Beoordeling kans van slagen van een te voeren procedure
Registratienummer |
202003642/1/A2
|
---|---|
Hoger beroep tegen |
20/1818 en 20/2430
|
Datum uitspraak | |
Rechtsgebied |
Alle rechtsterreinen
|
Instantie |
Raad van State
|
Appellant |
Rechtzoekende
|
Uitspraak |
Ongegrond
|
Essentie
Toevoeging is aangevraagd in verband met het instellen van hoger beroep tegen een vonnis in kort geding van de voorzieningenrechter. In kort geding is onder andere gevorderd dat rechtzoekende een deskundig strafrechtadvocaat wordt toegewezen die zijn vertrouwen heeft of dat hij een advocaat naar eigen keuze mag inschakelen, die door de Staat op basis van een toevoeging wordt betaald. Het verzoek is door de voorzieningenrechter afgewezen.

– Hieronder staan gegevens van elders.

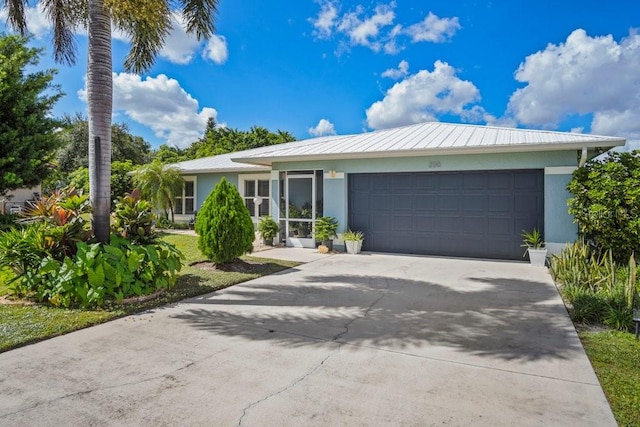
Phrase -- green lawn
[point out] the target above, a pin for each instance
(21, 325)
(615, 357)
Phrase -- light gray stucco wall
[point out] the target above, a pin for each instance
(206, 183)
(559, 227)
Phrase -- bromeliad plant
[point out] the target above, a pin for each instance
(101, 273)
(63, 224)
(133, 218)
(53, 261)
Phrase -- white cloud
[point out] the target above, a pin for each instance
(584, 75)
(423, 96)
(324, 127)
(216, 49)
(397, 73)
(365, 32)
(161, 104)
(37, 21)
(376, 29)
(434, 29)
(325, 23)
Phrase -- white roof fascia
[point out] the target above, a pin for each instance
(265, 160)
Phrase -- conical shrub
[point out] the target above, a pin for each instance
(224, 226)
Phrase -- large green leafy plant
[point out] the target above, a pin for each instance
(606, 203)
(53, 260)
(133, 218)
(224, 225)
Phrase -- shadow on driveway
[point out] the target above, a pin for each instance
(502, 317)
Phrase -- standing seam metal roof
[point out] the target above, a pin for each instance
(431, 136)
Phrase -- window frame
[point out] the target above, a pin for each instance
(183, 198)
(242, 179)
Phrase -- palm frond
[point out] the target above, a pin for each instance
(64, 17)
(148, 23)
(200, 17)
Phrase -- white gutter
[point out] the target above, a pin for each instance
(583, 157)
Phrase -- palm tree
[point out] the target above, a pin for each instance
(147, 22)
(160, 184)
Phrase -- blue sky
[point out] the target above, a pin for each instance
(317, 67)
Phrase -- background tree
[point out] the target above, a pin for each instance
(166, 154)
(121, 180)
(147, 23)
(27, 138)
(160, 184)
(74, 152)
(224, 225)
(606, 203)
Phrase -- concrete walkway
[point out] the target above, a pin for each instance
(343, 340)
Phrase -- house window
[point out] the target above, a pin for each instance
(185, 203)
(255, 192)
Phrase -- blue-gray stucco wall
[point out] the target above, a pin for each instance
(559, 226)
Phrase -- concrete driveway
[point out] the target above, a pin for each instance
(345, 340)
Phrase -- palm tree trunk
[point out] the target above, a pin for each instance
(100, 104)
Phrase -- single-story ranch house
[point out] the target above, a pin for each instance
(430, 188)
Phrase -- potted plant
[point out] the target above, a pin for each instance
(535, 247)
(268, 229)
(353, 241)
(326, 227)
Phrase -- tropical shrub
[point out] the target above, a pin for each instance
(326, 228)
(51, 260)
(606, 203)
(224, 225)
(350, 235)
(65, 224)
(268, 227)
(100, 273)
(8, 221)
(597, 289)
(22, 249)
(133, 218)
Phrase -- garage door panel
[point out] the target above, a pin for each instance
(424, 224)
(425, 202)
(449, 182)
(448, 225)
(474, 225)
(380, 184)
(501, 226)
(401, 202)
(525, 181)
(402, 223)
(448, 203)
(473, 203)
(426, 182)
(526, 202)
(473, 214)
(380, 202)
(499, 181)
(403, 183)
(473, 181)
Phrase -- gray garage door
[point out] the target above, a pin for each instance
(478, 214)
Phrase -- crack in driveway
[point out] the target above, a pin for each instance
(288, 387)
(164, 376)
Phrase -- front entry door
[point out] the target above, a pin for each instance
(300, 209)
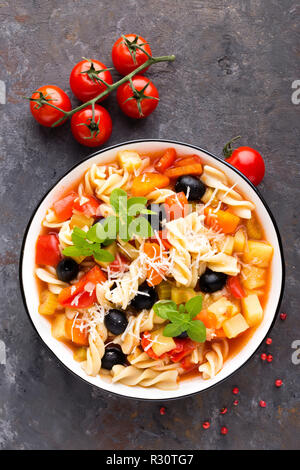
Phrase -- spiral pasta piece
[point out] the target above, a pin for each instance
(131, 337)
(141, 360)
(96, 351)
(128, 284)
(102, 180)
(131, 376)
(214, 359)
(217, 179)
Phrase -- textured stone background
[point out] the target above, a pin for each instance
(236, 61)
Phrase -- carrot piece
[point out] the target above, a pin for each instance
(195, 169)
(176, 206)
(208, 318)
(166, 160)
(154, 252)
(221, 220)
(147, 182)
(74, 333)
(192, 160)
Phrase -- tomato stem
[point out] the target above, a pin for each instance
(114, 86)
(227, 149)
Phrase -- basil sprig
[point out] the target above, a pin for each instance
(182, 318)
(126, 222)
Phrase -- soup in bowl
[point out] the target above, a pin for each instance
(152, 269)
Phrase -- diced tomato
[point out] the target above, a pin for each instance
(154, 252)
(208, 318)
(75, 333)
(194, 169)
(187, 364)
(235, 287)
(89, 208)
(64, 207)
(192, 160)
(119, 264)
(145, 341)
(147, 182)
(47, 250)
(221, 220)
(183, 348)
(176, 206)
(166, 160)
(162, 235)
(83, 293)
(220, 333)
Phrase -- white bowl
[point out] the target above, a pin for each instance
(64, 354)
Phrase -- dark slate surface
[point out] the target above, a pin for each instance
(236, 61)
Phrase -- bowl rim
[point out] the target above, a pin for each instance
(192, 146)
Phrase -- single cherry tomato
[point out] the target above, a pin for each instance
(90, 131)
(235, 287)
(247, 160)
(82, 294)
(138, 98)
(127, 53)
(43, 113)
(166, 160)
(87, 77)
(64, 207)
(145, 343)
(89, 208)
(47, 250)
(120, 264)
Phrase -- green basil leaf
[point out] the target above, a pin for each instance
(173, 329)
(163, 307)
(194, 305)
(78, 231)
(103, 255)
(116, 198)
(96, 233)
(72, 251)
(79, 241)
(197, 331)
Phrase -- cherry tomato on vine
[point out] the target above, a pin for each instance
(85, 79)
(138, 98)
(247, 160)
(90, 131)
(127, 55)
(42, 112)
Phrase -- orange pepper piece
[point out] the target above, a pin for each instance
(194, 169)
(147, 182)
(221, 220)
(74, 333)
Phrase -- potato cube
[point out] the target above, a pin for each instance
(129, 160)
(222, 308)
(161, 343)
(239, 241)
(226, 245)
(253, 277)
(58, 327)
(235, 325)
(252, 310)
(258, 253)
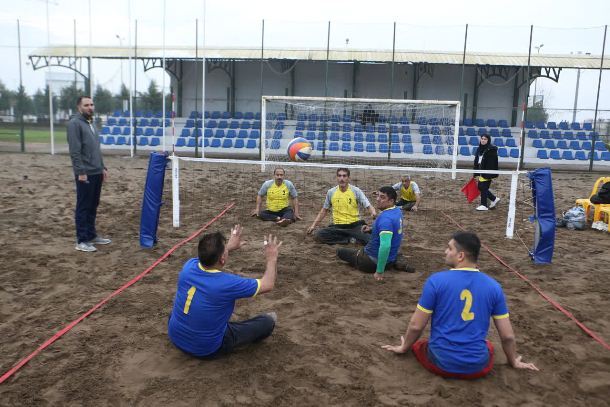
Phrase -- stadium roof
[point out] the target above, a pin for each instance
(353, 55)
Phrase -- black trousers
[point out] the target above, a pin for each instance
(87, 200)
(244, 332)
(485, 192)
(341, 234)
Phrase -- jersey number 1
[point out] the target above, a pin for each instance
(189, 299)
(466, 296)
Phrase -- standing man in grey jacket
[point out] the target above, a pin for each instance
(89, 174)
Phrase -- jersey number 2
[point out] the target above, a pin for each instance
(189, 299)
(466, 296)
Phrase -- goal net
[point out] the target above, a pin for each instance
(387, 132)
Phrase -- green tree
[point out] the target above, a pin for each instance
(68, 97)
(41, 102)
(537, 113)
(104, 101)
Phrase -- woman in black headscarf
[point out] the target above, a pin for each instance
(486, 158)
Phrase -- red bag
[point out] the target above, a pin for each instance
(471, 190)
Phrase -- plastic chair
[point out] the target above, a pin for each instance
(586, 202)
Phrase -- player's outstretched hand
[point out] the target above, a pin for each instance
(396, 348)
(235, 241)
(518, 364)
(272, 247)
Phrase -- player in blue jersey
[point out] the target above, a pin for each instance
(205, 298)
(460, 302)
(386, 237)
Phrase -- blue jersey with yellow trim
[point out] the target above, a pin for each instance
(204, 303)
(461, 302)
(388, 221)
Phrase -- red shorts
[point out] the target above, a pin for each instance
(420, 349)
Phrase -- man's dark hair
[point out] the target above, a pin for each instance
(211, 247)
(346, 170)
(469, 243)
(80, 99)
(389, 192)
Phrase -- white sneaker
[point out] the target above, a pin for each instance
(85, 247)
(99, 240)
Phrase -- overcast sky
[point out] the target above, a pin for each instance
(563, 26)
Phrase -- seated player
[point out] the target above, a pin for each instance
(345, 200)
(386, 237)
(409, 194)
(205, 298)
(278, 192)
(461, 302)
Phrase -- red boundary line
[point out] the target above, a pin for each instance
(71, 325)
(542, 294)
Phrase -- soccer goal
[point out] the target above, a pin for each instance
(380, 132)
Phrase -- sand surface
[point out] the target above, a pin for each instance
(332, 319)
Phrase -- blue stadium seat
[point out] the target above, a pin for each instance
(562, 144)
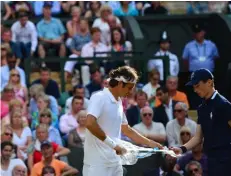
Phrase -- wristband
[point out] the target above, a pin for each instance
(110, 142)
(184, 149)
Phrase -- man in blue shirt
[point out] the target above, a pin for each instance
(214, 124)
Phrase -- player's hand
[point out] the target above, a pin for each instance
(120, 150)
(153, 144)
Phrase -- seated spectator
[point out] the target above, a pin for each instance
(174, 68)
(78, 90)
(50, 86)
(152, 130)
(102, 23)
(7, 163)
(94, 10)
(54, 5)
(37, 89)
(42, 101)
(126, 9)
(194, 169)
(51, 33)
(195, 155)
(5, 10)
(68, 121)
(5, 71)
(164, 111)
(76, 136)
(22, 136)
(155, 9)
(73, 25)
(35, 154)
(95, 84)
(19, 170)
(24, 35)
(133, 113)
(151, 86)
(45, 117)
(20, 90)
(181, 119)
(60, 167)
(78, 41)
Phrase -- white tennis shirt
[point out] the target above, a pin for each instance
(110, 117)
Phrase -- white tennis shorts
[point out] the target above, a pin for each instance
(102, 170)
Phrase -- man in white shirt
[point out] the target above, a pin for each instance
(174, 126)
(105, 121)
(68, 121)
(24, 35)
(8, 164)
(5, 71)
(164, 51)
(152, 130)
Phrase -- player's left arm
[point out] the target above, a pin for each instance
(138, 138)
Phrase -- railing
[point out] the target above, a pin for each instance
(138, 60)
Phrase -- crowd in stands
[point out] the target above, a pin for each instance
(39, 124)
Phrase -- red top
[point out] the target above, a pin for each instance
(37, 156)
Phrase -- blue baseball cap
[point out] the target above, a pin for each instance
(199, 75)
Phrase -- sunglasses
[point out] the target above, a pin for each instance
(184, 133)
(178, 110)
(8, 134)
(147, 114)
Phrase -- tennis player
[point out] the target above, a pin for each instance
(214, 124)
(105, 121)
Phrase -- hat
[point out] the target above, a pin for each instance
(164, 37)
(45, 143)
(199, 75)
(48, 4)
(197, 28)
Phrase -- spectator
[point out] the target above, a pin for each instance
(102, 23)
(195, 155)
(155, 9)
(39, 5)
(68, 121)
(5, 10)
(51, 33)
(24, 35)
(34, 150)
(152, 85)
(164, 112)
(60, 167)
(48, 170)
(19, 170)
(126, 9)
(194, 169)
(50, 86)
(20, 91)
(7, 164)
(5, 71)
(78, 41)
(152, 130)
(37, 89)
(42, 101)
(94, 10)
(76, 136)
(95, 84)
(73, 25)
(200, 53)
(22, 136)
(173, 126)
(45, 117)
(174, 67)
(78, 90)
(133, 113)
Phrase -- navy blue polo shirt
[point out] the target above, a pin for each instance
(214, 116)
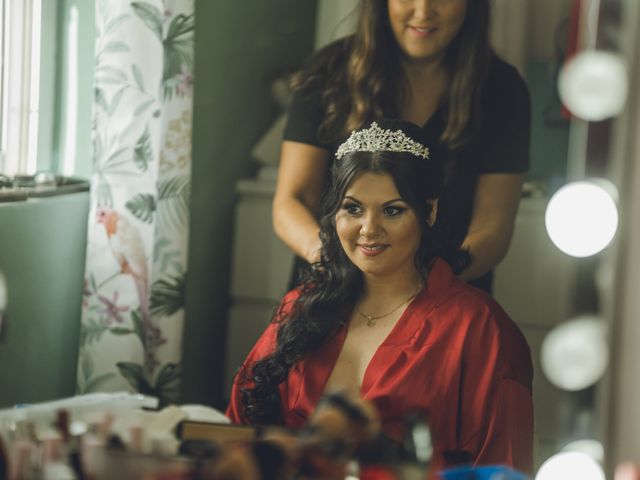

De Afdeling overweegt dat de Raad mag beoordelen of de te verlenen rechtsbijstandverlening enig kans van slagen heeft, deze beoordeling dient naar haar aard wel terughoudend te zijn. De noodzaak van de rechtsbijstand dient wel door de aanvrager aangetoond te worden. Het enkel vermelden dat het om instellen van hoger beroep gaat én herhaling van de standpunten die in het kort geding waren ingenomen zijn daartoe onvoldoende. Gezien het duidelijke oordeel van de kort gedingrechter was het aan de aanvrager om gemotiveerd toe te lichten waarom voor het kort geding in hoger beroep een toevoeging zou moeten worden verstrekt.
Voorts is overwogen dat deze beoordeling niet in strijd is met artikel 6 noch 13 EVRM aangezien de beperking, de beoordeling van de slagingskans, met het oog op de financiële beheersbaarheid van het systeem van rechtsbijstandverlening gerechtvaardigd dient te worden geacht.